Paper No. 4
Presentation Time: 2:15 PM

INTRAPLATE SEISMICITY: ANNALS OF THE NEW MADRID SEISMIC ZONE, CENTRAL US (Invited Presentation)


GUCCIONE, Margaret J., Department of Geosciences, University of Arkansas, OZAR-216, Fayetteville, AR 72701, guccione@uark.edu

The New Madrid seismic zone (NMSZ) is an intraplate right-lateral strike-slip and thrust fault system, mostly located in the Mississippi Alluvial Valley that is the latest reactivation of deep basement faults. The Quaternary paleoseismic record, developed using historic data, paleoliquefaction features, some associated with archeologic artifiacts, and surface deformation indicates that there have been five sequences, four prehistoric and one historic (1811-1812), of earthquakes during the past 2.6 ky within the seismic zone.
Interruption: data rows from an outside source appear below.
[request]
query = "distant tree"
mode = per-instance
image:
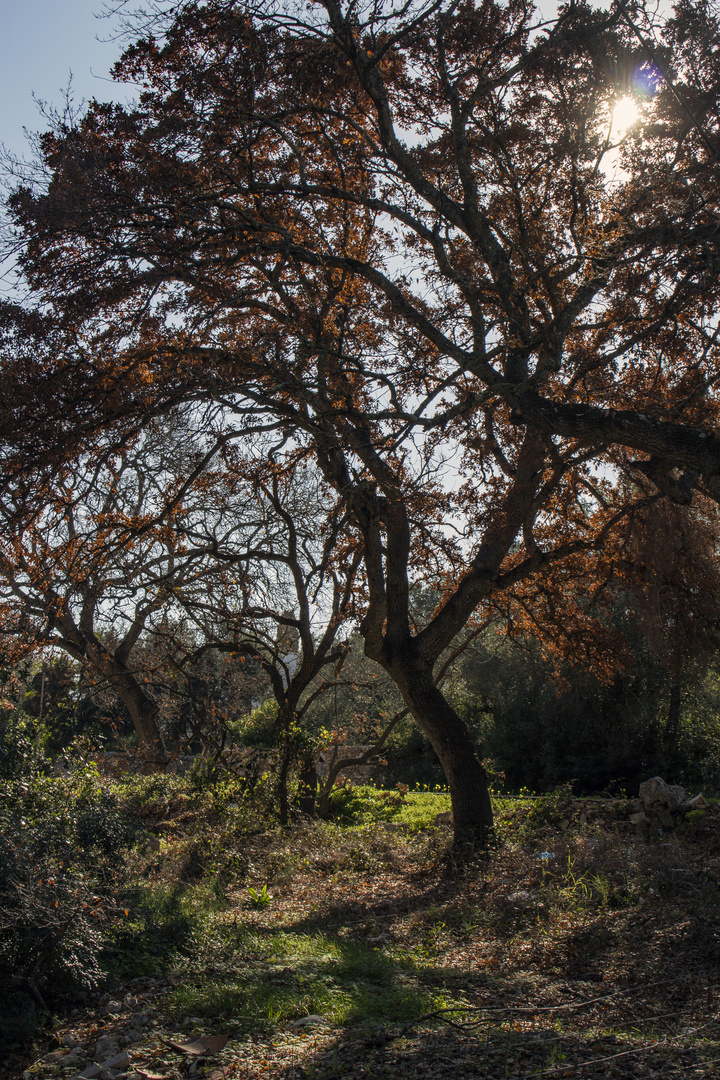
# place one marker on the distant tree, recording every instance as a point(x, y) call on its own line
point(389, 233)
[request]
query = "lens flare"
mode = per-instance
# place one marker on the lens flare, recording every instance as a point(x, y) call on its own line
point(625, 115)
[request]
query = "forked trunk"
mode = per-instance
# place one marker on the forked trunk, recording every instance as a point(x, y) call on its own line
point(144, 714)
point(472, 809)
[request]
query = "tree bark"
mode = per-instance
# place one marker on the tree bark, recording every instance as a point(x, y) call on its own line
point(673, 723)
point(472, 808)
point(144, 713)
point(308, 786)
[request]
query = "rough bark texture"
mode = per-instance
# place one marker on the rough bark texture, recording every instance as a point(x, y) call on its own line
point(472, 809)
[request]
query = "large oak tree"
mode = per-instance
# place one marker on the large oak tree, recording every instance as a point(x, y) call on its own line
point(392, 230)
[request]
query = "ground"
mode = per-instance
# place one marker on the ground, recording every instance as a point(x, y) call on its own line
point(580, 947)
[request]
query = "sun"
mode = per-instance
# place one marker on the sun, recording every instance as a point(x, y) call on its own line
point(625, 115)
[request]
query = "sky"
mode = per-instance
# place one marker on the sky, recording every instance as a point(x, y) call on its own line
point(41, 42)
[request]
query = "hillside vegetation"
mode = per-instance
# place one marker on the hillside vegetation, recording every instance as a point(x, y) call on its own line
point(353, 947)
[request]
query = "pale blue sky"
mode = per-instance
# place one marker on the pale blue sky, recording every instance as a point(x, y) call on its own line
point(41, 41)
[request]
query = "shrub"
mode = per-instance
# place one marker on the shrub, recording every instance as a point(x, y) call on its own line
point(59, 842)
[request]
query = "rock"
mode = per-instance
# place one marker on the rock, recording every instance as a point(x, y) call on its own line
point(118, 1063)
point(521, 896)
point(90, 1072)
point(105, 1048)
point(76, 1055)
point(655, 794)
point(312, 1021)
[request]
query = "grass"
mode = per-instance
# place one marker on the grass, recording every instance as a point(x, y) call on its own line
point(364, 927)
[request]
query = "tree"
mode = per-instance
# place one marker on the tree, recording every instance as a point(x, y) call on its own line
point(388, 232)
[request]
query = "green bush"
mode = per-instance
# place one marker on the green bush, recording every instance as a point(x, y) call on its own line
point(60, 841)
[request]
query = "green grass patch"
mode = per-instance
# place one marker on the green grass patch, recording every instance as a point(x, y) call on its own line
point(275, 977)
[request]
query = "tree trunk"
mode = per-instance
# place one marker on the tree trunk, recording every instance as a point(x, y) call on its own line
point(308, 786)
point(144, 714)
point(143, 711)
point(472, 809)
point(673, 723)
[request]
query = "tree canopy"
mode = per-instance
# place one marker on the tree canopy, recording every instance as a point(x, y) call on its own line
point(388, 237)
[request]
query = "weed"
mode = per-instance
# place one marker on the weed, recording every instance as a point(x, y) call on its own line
point(261, 899)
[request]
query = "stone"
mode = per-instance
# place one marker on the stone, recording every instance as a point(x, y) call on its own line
point(105, 1048)
point(312, 1021)
point(120, 1061)
point(90, 1072)
point(656, 795)
point(521, 896)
In addition, there are clusters of Holocene and late Pleistocene seismic activity in nearby areas of the central US. Movement along the major Reelfoot thrust fault with a recent mean short-term slip rate of 1.3 cm/year during the last two seismic sequences and a late Holocene long-term slip rate of 0.4-0.6 cm/year through the last three seismic sequences, has resulted in surface folding and uplift to form the Tiptonville dome and adjacent Reelfoot Lake. Lateral motion marked by recorded seismicity but subtle vertical deformation in the form of “sunklands” and tilted stream terraces where the uplifts cross streams and aggradation where depressions transect streams, has also occurred along adjoining strike-slip Reelfoot fault segments. Lateral motion without recorded seismicity is marked by truncated landscape features and concentrations of sand blows along the Bootheel fault, possibly a linking fault between the northern and southern strike-slip segments of the Reelfoot fault. Proposed causes of the late Quaternary NMSZ reactivation are a right-lateral shear across the Reelfoot Rift in a weak lower crustal zone where some perturbation in the stress field, pore pressure and/or thermal state initiates instability. Possible perturbations that have been proposed include a favorable orientation to North American stress field, high heat flow from a buried rift pillow, glacial unloading after the Wisconsin ice melted, and erosion and isostatic rebound of the Mississippi.